Звягинцев, неплохо изучивший шефа, понял: сейчас последует словесная порка бастарда-авантюриста. Исполненная с ледяной вежливостью, в учтивых выражениях, но все же порка. Да и барона, судя по его лицу, совершенно не привлекла перспектива завершить день пьянкой в обществе Долинского.
Тот словно и не заметил неприязненного отношения собеседников к прозвучавшему предложению. И продолжал с энтузиазмом:
– После такого зрелища, – последовал кивок в сторону рубки, – всенепременно следует пропустить по бокалу крепкого… Это, знаете ли, la premiére régle de la vivisector[3].

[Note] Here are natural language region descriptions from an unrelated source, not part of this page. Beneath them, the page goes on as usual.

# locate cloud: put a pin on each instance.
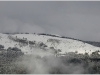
(11, 25)
(78, 19)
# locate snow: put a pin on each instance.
(65, 45)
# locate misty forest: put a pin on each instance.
(14, 61)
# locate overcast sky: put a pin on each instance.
(80, 20)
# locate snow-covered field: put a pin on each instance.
(65, 45)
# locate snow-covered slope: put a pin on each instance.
(65, 45)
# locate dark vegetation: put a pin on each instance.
(9, 57)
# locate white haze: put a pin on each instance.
(37, 65)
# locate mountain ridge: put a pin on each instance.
(45, 42)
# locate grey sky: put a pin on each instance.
(80, 20)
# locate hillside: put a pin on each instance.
(33, 43)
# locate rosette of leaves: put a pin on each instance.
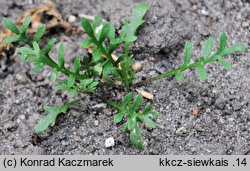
(129, 109)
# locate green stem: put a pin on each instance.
(50, 62)
(180, 69)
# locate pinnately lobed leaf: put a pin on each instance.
(50, 118)
(202, 73)
(61, 56)
(136, 137)
(12, 39)
(208, 47)
(180, 78)
(40, 33)
(25, 24)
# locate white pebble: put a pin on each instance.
(22, 117)
(204, 12)
(72, 18)
(96, 122)
(109, 142)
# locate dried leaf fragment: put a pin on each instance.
(145, 94)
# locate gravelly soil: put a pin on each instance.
(221, 127)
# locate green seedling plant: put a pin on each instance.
(89, 71)
(218, 56)
(128, 108)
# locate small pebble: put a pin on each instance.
(100, 105)
(96, 122)
(107, 112)
(109, 142)
(137, 66)
(72, 18)
(39, 77)
(194, 7)
(21, 79)
(22, 117)
(204, 12)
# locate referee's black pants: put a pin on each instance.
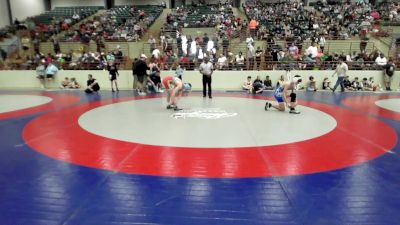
(206, 82)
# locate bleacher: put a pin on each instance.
(196, 14)
(66, 12)
(124, 13)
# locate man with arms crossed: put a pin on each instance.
(206, 68)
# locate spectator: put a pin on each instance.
(341, 71)
(381, 61)
(41, 74)
(74, 84)
(179, 72)
(357, 85)
(389, 70)
(311, 85)
(51, 71)
(268, 83)
(240, 61)
(92, 85)
(65, 83)
(206, 68)
(113, 73)
(247, 84)
(222, 62)
(326, 83)
(140, 69)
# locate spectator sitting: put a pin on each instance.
(240, 61)
(65, 83)
(74, 83)
(258, 86)
(357, 85)
(222, 62)
(381, 61)
(179, 72)
(92, 85)
(247, 85)
(51, 70)
(347, 84)
(280, 81)
(326, 83)
(41, 74)
(311, 85)
(268, 83)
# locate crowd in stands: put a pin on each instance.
(124, 23)
(257, 86)
(291, 20)
(200, 15)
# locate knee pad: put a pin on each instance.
(292, 97)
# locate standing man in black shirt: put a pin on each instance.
(140, 70)
(390, 67)
(113, 72)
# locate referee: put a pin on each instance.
(206, 68)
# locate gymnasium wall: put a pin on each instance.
(140, 2)
(4, 21)
(222, 80)
(65, 3)
(22, 9)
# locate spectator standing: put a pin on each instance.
(92, 85)
(179, 72)
(389, 69)
(140, 69)
(341, 71)
(41, 74)
(381, 61)
(268, 83)
(51, 71)
(113, 72)
(206, 68)
(152, 43)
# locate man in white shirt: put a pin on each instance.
(156, 53)
(312, 51)
(206, 68)
(341, 71)
(221, 62)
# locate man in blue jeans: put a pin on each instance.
(341, 70)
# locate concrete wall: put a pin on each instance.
(64, 3)
(222, 80)
(22, 9)
(4, 21)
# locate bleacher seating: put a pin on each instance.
(66, 12)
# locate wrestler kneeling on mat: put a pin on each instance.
(174, 88)
(283, 97)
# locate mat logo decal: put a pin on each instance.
(201, 113)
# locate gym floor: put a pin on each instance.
(69, 158)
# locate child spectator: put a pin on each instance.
(311, 85)
(268, 83)
(247, 85)
(92, 85)
(357, 85)
(326, 83)
(74, 83)
(65, 83)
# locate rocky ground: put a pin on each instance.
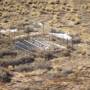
(69, 70)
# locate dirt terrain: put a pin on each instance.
(67, 69)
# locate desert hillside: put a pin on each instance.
(32, 57)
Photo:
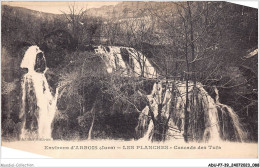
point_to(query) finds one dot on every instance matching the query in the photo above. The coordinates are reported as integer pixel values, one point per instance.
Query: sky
(59, 6)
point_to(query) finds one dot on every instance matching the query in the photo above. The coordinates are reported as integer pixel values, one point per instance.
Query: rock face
(38, 104)
(126, 61)
(163, 118)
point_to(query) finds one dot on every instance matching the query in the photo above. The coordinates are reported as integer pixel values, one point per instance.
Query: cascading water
(38, 104)
(209, 119)
(127, 61)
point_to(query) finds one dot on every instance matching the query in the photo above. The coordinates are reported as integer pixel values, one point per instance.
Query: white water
(211, 130)
(46, 102)
(137, 64)
(205, 105)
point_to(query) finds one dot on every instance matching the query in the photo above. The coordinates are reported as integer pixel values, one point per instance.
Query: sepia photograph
(130, 79)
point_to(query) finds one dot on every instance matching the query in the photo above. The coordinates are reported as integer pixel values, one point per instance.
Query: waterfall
(209, 119)
(38, 103)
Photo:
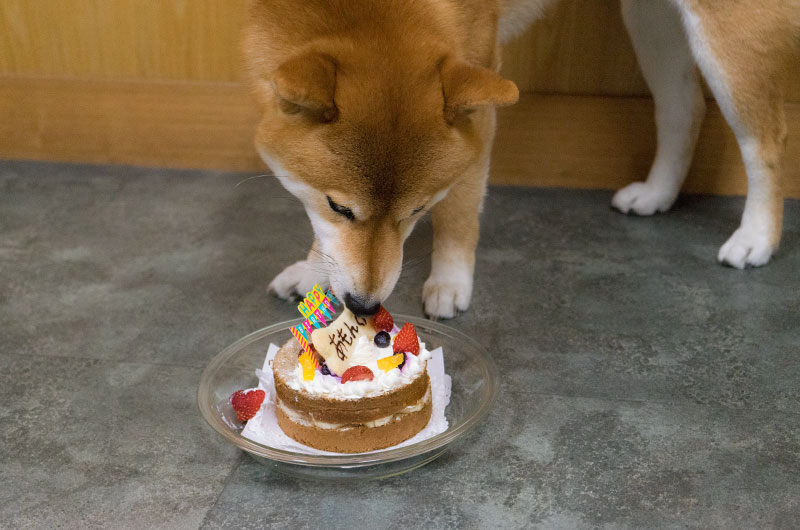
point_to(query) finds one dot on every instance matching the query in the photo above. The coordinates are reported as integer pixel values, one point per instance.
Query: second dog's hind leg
(666, 61)
(742, 48)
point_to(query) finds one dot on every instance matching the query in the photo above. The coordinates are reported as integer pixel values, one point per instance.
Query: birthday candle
(332, 298)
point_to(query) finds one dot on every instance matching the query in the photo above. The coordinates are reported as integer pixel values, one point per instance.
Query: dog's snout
(361, 306)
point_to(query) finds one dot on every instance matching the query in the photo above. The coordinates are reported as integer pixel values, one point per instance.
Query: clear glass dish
(474, 388)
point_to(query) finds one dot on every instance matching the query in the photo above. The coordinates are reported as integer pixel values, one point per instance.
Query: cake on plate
(346, 383)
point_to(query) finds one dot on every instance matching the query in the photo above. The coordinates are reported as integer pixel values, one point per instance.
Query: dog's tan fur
(387, 106)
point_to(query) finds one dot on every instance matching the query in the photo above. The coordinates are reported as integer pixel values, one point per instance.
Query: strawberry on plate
(406, 340)
(246, 404)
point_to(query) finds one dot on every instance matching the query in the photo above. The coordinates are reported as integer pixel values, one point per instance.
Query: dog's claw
(444, 300)
(641, 198)
(746, 249)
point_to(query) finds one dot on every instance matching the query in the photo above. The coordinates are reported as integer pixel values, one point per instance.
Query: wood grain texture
(567, 141)
(177, 124)
(122, 39)
(580, 47)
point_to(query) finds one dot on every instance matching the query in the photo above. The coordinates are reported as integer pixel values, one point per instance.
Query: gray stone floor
(644, 386)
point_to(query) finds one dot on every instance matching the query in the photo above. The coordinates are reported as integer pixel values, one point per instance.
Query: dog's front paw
(297, 279)
(642, 198)
(746, 248)
(445, 297)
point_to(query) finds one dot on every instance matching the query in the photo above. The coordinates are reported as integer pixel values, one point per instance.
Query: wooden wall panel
(193, 40)
(569, 141)
(580, 47)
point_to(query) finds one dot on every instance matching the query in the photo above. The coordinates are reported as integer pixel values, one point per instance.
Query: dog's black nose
(359, 306)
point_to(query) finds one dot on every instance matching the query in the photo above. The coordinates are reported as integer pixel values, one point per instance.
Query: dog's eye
(341, 210)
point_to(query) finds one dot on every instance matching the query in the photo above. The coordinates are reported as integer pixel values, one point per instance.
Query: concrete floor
(644, 386)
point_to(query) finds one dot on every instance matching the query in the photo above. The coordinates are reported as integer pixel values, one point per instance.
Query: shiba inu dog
(378, 111)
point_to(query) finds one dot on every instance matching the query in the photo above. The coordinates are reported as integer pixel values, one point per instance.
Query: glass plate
(474, 388)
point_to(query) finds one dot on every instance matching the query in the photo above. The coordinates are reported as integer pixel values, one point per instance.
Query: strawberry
(246, 404)
(383, 321)
(406, 340)
(357, 373)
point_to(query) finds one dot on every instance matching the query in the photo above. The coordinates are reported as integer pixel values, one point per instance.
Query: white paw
(746, 248)
(642, 198)
(445, 297)
(297, 279)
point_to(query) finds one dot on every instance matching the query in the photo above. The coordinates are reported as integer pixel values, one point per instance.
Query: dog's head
(369, 130)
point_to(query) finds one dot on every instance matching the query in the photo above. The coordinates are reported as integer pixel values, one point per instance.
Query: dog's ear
(307, 83)
(467, 87)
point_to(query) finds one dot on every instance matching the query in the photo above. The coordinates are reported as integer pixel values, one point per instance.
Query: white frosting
(264, 427)
(366, 354)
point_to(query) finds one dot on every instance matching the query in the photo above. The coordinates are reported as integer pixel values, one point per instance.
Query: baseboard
(563, 141)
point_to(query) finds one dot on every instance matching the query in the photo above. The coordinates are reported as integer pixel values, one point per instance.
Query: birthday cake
(350, 384)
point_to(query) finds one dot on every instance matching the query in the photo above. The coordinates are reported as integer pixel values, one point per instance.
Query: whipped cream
(366, 353)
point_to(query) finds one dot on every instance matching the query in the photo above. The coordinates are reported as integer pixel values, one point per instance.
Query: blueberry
(382, 339)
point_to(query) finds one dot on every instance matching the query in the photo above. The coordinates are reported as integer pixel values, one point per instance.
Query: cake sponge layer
(357, 438)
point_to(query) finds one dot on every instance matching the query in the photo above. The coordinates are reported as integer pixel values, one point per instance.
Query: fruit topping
(246, 404)
(382, 339)
(357, 373)
(387, 363)
(383, 320)
(406, 340)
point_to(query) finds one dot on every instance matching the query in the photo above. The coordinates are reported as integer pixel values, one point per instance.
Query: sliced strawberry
(383, 321)
(406, 340)
(357, 373)
(246, 404)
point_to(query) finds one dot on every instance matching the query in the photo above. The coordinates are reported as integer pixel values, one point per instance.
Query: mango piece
(387, 363)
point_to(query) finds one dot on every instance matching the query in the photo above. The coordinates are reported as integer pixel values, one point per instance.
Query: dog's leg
(300, 277)
(741, 49)
(669, 69)
(448, 289)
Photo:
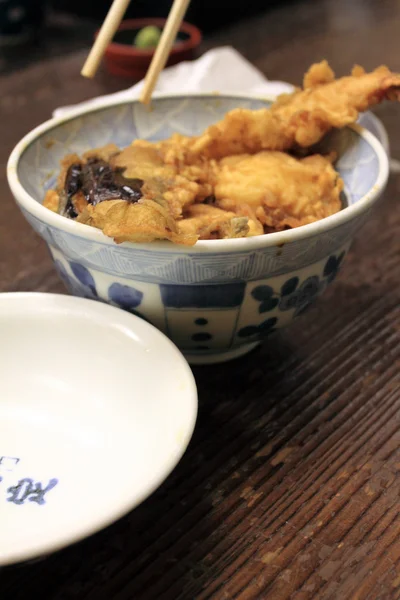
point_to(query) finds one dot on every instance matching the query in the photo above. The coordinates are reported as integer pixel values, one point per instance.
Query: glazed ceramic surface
(96, 406)
(221, 297)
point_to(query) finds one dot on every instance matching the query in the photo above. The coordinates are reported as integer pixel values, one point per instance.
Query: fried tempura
(282, 190)
(234, 180)
(211, 223)
(144, 221)
(301, 118)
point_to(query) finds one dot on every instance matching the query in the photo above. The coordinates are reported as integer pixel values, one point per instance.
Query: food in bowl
(252, 173)
(216, 299)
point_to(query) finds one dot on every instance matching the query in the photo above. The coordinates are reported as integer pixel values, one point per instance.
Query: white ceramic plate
(96, 409)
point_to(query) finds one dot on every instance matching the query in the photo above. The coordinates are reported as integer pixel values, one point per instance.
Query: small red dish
(123, 59)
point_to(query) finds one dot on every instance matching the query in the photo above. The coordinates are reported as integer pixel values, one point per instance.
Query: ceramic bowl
(220, 298)
(87, 431)
(123, 59)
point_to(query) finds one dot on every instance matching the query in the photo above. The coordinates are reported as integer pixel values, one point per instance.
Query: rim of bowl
(116, 49)
(35, 208)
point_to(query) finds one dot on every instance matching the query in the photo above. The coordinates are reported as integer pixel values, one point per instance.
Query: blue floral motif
(83, 276)
(266, 296)
(83, 286)
(332, 267)
(262, 330)
(301, 296)
(126, 297)
(292, 296)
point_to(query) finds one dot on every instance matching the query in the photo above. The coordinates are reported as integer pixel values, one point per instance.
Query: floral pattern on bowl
(202, 321)
(217, 299)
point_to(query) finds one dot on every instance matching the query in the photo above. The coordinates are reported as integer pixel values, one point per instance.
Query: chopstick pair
(110, 26)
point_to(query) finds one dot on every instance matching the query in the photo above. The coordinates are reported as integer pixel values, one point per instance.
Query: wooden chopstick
(105, 36)
(161, 54)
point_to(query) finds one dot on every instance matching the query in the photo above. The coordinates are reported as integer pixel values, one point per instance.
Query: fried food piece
(144, 221)
(211, 223)
(283, 191)
(143, 160)
(298, 119)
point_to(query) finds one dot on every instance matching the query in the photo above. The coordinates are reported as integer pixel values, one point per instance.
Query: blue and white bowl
(220, 298)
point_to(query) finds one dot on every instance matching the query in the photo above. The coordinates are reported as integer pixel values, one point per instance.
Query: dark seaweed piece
(73, 183)
(100, 182)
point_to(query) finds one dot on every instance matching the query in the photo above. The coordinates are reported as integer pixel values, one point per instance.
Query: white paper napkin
(218, 70)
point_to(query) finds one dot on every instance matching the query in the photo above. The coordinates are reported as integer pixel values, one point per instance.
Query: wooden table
(291, 485)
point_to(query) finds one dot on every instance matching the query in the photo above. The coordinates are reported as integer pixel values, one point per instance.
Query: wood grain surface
(290, 488)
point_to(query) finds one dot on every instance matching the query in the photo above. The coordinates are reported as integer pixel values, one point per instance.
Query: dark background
(206, 14)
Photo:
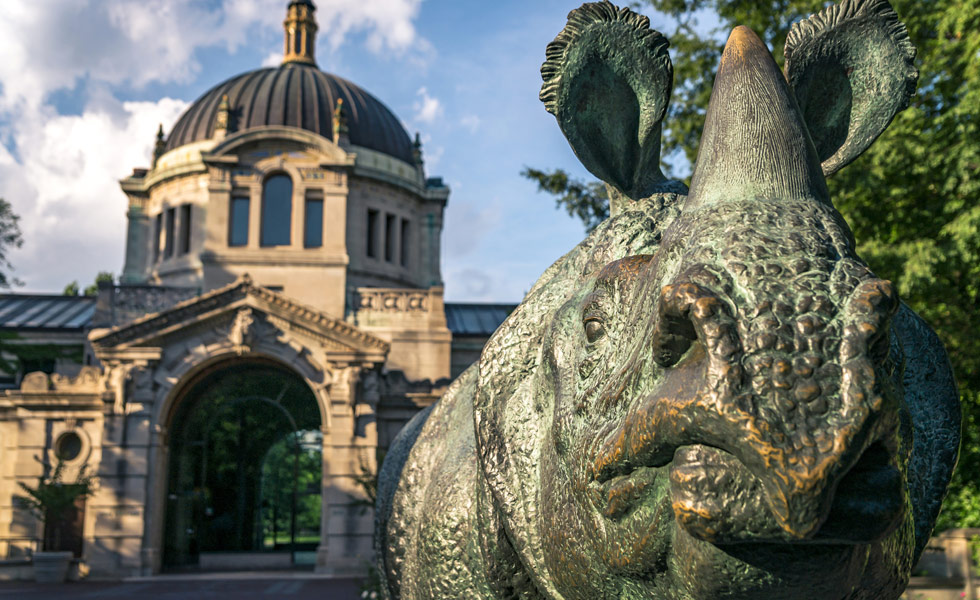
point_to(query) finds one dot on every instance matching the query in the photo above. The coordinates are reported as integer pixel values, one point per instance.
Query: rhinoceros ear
(851, 70)
(607, 79)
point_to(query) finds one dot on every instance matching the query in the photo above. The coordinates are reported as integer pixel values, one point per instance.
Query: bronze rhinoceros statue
(712, 396)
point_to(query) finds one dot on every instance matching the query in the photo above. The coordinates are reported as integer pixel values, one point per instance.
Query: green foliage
(912, 200)
(51, 500)
(104, 277)
(286, 466)
(10, 237)
(586, 201)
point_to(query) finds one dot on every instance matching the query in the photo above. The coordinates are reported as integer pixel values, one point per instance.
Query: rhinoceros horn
(755, 143)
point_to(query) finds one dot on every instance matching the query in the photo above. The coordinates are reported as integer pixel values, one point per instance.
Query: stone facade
(345, 296)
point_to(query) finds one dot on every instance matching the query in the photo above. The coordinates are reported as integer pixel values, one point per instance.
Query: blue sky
(84, 83)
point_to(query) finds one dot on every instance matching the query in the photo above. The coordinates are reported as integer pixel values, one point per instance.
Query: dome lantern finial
(300, 29)
(159, 147)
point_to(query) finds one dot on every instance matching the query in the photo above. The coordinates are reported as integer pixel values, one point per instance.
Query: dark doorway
(245, 470)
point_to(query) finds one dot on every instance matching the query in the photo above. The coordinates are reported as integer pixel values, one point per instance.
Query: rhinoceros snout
(811, 455)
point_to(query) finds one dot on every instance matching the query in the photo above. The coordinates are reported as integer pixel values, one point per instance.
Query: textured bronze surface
(712, 396)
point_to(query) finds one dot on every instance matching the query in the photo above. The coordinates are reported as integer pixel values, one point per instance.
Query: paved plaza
(210, 587)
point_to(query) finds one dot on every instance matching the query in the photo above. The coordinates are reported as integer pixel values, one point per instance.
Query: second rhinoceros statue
(712, 396)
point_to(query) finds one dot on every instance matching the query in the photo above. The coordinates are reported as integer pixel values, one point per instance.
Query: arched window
(277, 210)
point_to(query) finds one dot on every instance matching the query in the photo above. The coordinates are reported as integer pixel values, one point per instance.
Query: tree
(911, 199)
(53, 502)
(103, 278)
(10, 237)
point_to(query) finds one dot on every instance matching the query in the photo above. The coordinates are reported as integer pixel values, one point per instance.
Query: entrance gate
(245, 472)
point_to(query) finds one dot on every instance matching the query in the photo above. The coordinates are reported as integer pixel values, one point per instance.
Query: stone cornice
(114, 341)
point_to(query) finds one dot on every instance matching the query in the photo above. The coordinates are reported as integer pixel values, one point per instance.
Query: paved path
(212, 587)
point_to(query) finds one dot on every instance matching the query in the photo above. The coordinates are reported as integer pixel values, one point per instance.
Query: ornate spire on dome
(341, 132)
(417, 149)
(221, 118)
(160, 146)
(301, 28)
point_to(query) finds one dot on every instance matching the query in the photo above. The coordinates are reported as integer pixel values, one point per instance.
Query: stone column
(347, 525)
(137, 233)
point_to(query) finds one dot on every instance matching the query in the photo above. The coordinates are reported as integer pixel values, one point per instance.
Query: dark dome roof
(295, 95)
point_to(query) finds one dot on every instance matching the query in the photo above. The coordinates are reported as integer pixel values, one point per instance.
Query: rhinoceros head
(712, 405)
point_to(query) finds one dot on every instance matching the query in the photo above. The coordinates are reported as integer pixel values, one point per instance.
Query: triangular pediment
(239, 312)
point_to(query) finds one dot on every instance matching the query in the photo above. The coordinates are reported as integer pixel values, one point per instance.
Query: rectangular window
(185, 228)
(168, 245)
(238, 222)
(157, 235)
(404, 255)
(313, 223)
(372, 233)
(390, 238)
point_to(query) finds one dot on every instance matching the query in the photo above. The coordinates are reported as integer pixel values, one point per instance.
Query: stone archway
(231, 429)
(151, 364)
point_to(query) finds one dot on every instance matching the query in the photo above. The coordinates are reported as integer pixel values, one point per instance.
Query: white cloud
(64, 185)
(61, 172)
(468, 224)
(274, 59)
(428, 108)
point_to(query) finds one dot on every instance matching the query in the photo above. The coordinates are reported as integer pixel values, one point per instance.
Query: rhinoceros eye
(594, 328)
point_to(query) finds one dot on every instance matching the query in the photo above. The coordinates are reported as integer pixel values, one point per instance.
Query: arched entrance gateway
(242, 423)
(244, 482)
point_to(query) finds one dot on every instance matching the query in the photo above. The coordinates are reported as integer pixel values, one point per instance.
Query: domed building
(279, 317)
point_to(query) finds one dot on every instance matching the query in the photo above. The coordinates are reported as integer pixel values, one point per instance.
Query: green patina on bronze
(712, 396)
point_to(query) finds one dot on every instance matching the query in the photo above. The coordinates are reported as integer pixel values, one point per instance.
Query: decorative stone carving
(392, 300)
(34, 383)
(712, 396)
(86, 381)
(242, 333)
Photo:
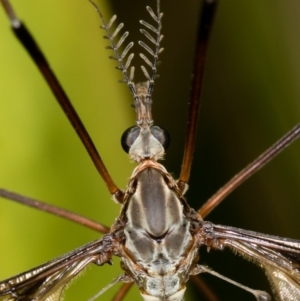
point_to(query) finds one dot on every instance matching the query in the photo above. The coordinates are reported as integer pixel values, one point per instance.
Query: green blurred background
(250, 99)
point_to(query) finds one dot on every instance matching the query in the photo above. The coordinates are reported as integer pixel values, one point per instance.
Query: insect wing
(279, 257)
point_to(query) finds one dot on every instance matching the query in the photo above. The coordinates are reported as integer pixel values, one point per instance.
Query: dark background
(250, 99)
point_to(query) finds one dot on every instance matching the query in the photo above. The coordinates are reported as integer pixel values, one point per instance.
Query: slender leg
(38, 57)
(207, 14)
(122, 292)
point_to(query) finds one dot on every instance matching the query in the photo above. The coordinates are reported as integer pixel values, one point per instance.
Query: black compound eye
(162, 135)
(128, 137)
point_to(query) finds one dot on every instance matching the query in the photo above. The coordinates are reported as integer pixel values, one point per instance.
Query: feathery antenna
(120, 57)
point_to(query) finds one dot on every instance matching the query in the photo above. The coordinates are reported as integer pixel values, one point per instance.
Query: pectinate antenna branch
(207, 14)
(128, 79)
(154, 53)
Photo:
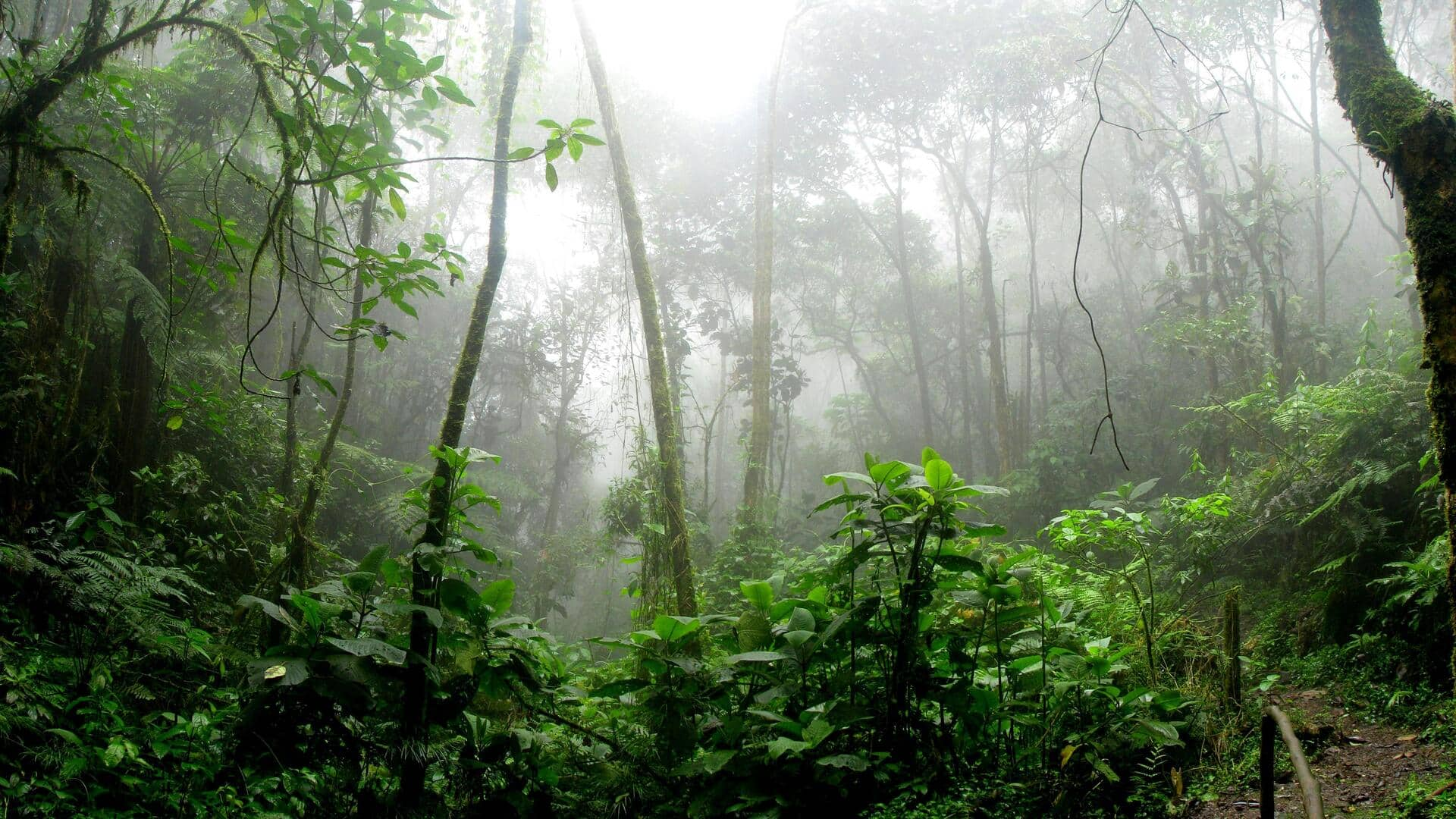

Несвицкий посмотрел на фон Корфа, тот едва заметно кивнул и уточнил:
– Старовладиславский коньяк?
– Именно так. И сигары со Славоросы.
– Заманчиво, черт возьми…
Вслед за тем барон подозвал своего адъютанта, осмотром рубки не занимавшегося, маячившего в отдалении. Подозвал и тут же отослал с поручением.
Звягинцев тоже получил неотложное и важное задание, явно придуманное его превосходительством только что, экспромтом, – и понял, что ничего не понимает.
Стол во флигеле был уставлен бутылями и бутылками, а также банками, – стеклянными, жестяными и пластиковыми.
Бутыли и бутылки оказались пусты, все до единой. В некоторых банках оставалась еще закуска: тушенка (имперская, произведенная «Востробрюховым и компаньонами»), рыба в томате (снова имперская, произведенная «Кукиным и сыновьями»), консервированный релакус (произведенный родимым «Главплодовощпромом» в гордом одиночестве, без помощи сыновей и компаньонов). Тушенки осталось мало, и банки из-под нее использовались в качестве пепельниц, рыбная тара тоже изрядно опустела, зато релакуса хватило бы еще на пару пьянок…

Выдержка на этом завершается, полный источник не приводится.